I felt that Loren needed a little time alone. It was dangerous letting her walk around by herself. But I couldn’t force her to talk to me when she was angry and afraid.
I had to climb many stairs to reach Loren’s room. I still didn’t understand the point of stairs. I guess humans just love anything with straight edges and a rectangular shape. The stairs were definitely rectangular. And they allowed the humans to place a second level in their houses. This made the house a larger rectangle. And I suppose this is important in some way.
Inside Loren’s room was a long rectangle covered with artificial skin. I suspect she used it for sleeping. I had seen that when she slept, she lay flat and stretched out straight. There were two other flat rectangles, one mostly covered with bound papers. The bound papers were called books or magazines. Loren had explained them to me. A sort of extremely primitive computer file.
I opened one of them. There were words printed on the pages but the words stopped abruptly in the middle of the book. Of course. Loren had not finished the book. So she could not recreate it out of her memory.
There was a small picture of Loren with two other people. All were making human smiles. One was her mother. The other I believed was male. Perhaps her father.
I took this picture and held it in my hand. I looked around the room, trying to understand this alien girl. But alien things are hard to make sense of.
By the time I got out of the hollow house and back to the street, Loren was gone from sight. I worried about finding her. But after wandering the alien landscape for a while, I heard a far-off sound. A THWACK!
I ran at top speed to the sound and found Loren in a field of short grass and dirt. She stood with her back to a high wire cage. In her right hand she held a sort of long, shaped stick, wider at the far end. With her left she tossed a round white sphere up in the air. And then, quickly clasping the stick with both hands, she swung the stick till it struck the falling white sphere.
The result was fascinating. The sphere went flying through the air.
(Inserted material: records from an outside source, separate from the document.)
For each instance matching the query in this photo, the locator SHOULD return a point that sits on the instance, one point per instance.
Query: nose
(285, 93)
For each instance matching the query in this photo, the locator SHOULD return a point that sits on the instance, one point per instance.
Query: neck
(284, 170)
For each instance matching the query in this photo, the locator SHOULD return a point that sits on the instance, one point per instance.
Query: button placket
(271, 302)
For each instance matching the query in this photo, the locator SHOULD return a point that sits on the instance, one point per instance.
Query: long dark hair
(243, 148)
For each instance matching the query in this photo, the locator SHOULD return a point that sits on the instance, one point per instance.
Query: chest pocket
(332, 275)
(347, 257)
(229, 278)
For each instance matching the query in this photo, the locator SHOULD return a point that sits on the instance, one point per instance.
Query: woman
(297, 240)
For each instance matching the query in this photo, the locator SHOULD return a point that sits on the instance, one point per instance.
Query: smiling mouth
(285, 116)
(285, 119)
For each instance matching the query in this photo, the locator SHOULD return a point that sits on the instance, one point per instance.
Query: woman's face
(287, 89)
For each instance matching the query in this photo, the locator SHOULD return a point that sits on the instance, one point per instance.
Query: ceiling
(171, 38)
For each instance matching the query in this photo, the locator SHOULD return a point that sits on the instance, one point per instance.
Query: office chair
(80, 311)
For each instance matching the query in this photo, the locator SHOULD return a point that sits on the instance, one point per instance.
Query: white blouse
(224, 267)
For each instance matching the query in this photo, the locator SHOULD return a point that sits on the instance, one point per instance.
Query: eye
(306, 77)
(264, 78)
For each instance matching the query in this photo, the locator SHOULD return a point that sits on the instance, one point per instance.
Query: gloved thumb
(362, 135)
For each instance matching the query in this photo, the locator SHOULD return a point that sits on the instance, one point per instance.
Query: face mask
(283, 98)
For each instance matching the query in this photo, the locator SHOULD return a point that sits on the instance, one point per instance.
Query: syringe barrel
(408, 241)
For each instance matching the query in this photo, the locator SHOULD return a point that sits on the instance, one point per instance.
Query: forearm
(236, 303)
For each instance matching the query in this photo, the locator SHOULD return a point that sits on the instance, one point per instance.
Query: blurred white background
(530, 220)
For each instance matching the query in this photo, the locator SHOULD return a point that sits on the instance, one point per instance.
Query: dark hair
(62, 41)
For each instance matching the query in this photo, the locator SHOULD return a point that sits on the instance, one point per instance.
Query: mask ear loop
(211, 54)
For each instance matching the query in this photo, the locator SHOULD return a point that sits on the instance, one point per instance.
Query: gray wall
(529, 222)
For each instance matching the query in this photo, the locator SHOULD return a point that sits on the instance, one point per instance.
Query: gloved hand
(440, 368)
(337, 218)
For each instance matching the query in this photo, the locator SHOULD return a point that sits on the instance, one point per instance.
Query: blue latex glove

Loren watched the sphere until it fell to the grass, perhaps a hundred feet away. Then she reached down into a bucket by her feet, lifted out a second, identical sphere, and repeated the entire process.
<Loren!>
She ignored my approach.
Toss … swing … THWACK!
The sphere flew over the grass and landed at the edge of a narrow band of trees.
Toss … swing … THWACK!
<Loren?>
“See, this is softball,” she said, without looking at me. “See that high spot there? That’s the pitcher’s mound. The pitcher throws the ball across this plate. The batter swings and tries to knock the stitches off her.”
<Off the pitcher?>
Toss … swing … THWACK!
“That was my last ball. I’d better go retrieve them. Our coach goes ape if we lose equipment.”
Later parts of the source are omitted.